La situation critique que vit, ces derniers mois, le complexe sidérurgique AL SOLB El Hadjar suscite des nombreuses réactions, notamment de la classe politique. Cette fois, c’est le député Mohamed El Hadi Tebessi du parti HMS de la circonscription électorale d’Annaba de monter au créneau pour dénoncer l’opacité de la gestion de ce fleuron de l’industrie algérienne.

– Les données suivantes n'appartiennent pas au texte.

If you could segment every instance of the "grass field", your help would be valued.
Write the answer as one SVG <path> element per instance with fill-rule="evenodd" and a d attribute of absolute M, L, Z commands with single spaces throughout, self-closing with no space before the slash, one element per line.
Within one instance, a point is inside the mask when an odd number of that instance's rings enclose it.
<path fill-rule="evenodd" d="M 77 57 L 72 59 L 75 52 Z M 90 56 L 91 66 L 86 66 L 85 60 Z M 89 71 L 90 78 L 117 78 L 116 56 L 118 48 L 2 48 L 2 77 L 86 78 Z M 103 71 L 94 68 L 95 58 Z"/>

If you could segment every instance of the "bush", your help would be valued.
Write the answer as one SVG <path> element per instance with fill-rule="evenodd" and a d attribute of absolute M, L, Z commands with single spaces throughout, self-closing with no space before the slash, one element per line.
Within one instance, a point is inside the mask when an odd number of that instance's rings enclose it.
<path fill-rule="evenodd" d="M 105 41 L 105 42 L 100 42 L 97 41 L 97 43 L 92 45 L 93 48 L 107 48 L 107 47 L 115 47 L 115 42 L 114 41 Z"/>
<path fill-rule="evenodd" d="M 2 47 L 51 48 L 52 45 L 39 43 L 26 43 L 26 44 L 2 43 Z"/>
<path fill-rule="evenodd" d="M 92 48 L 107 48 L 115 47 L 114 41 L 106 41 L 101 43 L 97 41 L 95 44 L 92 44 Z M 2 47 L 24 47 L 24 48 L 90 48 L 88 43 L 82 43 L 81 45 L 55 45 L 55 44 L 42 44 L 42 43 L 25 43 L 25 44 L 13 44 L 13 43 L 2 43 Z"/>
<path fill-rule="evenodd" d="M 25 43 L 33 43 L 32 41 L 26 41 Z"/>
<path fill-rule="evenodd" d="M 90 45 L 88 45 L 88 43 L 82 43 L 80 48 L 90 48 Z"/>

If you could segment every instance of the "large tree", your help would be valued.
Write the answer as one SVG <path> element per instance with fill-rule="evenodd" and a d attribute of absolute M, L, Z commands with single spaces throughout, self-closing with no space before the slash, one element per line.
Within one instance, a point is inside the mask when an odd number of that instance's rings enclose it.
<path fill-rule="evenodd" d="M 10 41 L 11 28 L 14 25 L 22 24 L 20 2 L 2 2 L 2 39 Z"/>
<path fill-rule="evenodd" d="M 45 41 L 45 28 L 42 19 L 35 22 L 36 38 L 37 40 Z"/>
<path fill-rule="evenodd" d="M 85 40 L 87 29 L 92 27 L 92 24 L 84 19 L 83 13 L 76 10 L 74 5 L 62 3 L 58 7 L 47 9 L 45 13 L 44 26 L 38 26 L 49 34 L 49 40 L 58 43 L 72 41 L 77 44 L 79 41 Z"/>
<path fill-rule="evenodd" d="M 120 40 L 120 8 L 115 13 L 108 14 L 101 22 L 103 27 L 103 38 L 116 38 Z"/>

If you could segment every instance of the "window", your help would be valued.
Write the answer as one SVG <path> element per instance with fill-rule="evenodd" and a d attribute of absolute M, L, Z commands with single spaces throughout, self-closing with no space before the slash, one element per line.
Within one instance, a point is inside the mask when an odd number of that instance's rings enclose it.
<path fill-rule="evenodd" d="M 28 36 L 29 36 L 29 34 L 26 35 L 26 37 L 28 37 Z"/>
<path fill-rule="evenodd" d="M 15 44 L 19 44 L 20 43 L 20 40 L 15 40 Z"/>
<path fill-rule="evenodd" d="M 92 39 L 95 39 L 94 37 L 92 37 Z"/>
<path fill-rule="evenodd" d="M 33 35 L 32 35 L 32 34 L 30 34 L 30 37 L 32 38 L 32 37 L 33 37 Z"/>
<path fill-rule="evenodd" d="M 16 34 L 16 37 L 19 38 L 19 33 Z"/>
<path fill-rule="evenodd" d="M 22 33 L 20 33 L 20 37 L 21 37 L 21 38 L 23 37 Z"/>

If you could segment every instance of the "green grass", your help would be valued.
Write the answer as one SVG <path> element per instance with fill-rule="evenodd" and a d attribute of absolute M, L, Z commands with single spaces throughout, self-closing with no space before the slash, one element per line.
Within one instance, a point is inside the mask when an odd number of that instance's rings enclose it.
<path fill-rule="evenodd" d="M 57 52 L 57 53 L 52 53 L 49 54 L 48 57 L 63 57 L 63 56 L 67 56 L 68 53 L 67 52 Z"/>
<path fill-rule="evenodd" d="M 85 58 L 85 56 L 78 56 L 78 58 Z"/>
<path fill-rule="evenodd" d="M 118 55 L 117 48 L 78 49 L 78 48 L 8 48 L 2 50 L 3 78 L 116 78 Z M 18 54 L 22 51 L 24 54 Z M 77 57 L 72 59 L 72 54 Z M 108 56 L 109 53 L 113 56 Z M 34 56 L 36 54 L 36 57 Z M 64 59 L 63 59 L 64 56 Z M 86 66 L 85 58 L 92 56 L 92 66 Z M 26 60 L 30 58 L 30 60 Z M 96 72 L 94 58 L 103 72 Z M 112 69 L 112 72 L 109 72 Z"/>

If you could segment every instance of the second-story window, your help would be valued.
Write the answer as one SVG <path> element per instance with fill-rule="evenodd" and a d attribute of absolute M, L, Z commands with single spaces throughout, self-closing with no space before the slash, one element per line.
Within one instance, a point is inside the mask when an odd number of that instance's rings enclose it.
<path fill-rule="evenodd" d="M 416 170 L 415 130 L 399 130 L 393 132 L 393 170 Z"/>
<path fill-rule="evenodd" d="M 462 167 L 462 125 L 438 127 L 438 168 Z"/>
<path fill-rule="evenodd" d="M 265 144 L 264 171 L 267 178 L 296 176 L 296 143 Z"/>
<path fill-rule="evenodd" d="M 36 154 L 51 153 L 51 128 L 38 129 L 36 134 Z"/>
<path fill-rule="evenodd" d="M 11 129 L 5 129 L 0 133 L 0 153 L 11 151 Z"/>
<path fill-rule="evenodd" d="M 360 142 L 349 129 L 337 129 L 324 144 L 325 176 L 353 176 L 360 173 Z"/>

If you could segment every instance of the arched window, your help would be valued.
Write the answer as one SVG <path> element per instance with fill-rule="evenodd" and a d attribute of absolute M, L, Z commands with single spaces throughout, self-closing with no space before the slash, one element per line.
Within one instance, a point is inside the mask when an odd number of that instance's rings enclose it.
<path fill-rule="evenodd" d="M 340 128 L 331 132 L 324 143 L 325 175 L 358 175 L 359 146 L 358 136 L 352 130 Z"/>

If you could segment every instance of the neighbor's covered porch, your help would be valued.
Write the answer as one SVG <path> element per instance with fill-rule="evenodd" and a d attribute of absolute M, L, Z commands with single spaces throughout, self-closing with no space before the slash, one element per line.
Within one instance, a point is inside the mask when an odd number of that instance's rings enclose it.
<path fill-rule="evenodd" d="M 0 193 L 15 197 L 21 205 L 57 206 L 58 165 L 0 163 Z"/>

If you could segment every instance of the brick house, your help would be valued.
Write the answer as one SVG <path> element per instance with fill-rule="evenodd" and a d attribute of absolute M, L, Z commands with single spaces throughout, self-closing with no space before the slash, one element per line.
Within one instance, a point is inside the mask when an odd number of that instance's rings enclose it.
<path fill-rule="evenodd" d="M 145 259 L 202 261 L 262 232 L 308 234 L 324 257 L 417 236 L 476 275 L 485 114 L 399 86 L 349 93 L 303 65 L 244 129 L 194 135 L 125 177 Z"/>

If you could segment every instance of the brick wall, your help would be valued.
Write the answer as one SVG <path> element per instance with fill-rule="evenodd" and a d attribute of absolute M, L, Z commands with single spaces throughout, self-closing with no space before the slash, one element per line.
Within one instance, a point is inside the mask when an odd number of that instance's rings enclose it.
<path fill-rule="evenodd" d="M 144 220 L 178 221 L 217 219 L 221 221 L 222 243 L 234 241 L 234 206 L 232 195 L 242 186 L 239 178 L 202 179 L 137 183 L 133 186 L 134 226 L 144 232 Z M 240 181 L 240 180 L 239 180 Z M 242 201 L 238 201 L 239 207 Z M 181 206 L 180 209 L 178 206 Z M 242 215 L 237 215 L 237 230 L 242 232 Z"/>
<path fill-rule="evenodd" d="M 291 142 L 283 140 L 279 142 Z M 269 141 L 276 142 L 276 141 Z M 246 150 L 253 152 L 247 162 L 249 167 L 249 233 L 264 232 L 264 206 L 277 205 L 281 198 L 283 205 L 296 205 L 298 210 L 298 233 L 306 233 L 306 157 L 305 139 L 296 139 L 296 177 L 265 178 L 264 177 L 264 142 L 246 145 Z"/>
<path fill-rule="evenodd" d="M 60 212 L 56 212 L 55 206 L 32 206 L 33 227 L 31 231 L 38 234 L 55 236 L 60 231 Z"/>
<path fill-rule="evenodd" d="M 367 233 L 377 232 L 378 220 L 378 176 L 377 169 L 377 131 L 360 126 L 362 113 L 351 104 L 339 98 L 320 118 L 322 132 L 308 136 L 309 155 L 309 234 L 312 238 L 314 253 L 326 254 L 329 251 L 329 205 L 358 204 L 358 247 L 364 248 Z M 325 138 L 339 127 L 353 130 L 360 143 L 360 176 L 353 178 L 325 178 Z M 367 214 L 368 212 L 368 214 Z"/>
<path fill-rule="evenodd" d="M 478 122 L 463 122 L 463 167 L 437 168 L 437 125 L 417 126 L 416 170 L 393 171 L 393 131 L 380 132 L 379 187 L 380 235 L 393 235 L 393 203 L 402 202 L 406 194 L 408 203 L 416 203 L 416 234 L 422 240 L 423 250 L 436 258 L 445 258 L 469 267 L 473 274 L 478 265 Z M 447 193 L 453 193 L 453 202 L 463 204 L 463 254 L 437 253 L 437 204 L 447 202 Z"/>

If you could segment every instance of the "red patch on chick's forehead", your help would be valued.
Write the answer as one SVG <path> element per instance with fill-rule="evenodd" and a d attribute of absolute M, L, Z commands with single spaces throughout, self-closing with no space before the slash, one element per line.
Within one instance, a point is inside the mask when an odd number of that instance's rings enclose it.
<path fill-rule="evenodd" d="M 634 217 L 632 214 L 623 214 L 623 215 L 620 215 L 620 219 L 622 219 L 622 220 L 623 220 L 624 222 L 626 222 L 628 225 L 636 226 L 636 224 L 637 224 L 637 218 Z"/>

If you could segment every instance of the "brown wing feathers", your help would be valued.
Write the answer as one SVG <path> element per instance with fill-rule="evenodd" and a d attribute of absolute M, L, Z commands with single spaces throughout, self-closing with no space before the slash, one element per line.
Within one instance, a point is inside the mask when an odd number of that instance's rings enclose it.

Dans une lettre écrite et transmise au chef du gouvernement, Sifi Ghrib, datée du 7 décembre 2025 et dont nous détenons une copie, le parlementaire s’interroge sur la vision du gouvernement sur l’avenir de ce complexe sidérurgique en crise inédite
et sur les intentions à entreprendre pour sauver ce complexe industriel national pour préserver les postes d’emploi de près de 6.000 travailleurs et la création d’autres emplois.
Il est vrai que ces derniers mois, l’inquiétude est grandissante parmi les quelque
6.000 sidérurgistes du complexe AL SOLB El Hadjar. Jadis fleuron industriel de l’Algérie, le complexe traverse une crise profonde et multidimensionnelle.
Selon certains sidérurgistes, la situation ne se résume pas à des problèmes techniques ou ponctuels, elle reflète un déclin structurel dont les conséquences se font ressentir à la fois sur le plan industriel, social et économique. Le complexe ne parvient plus à atteindre ses capacités historiques.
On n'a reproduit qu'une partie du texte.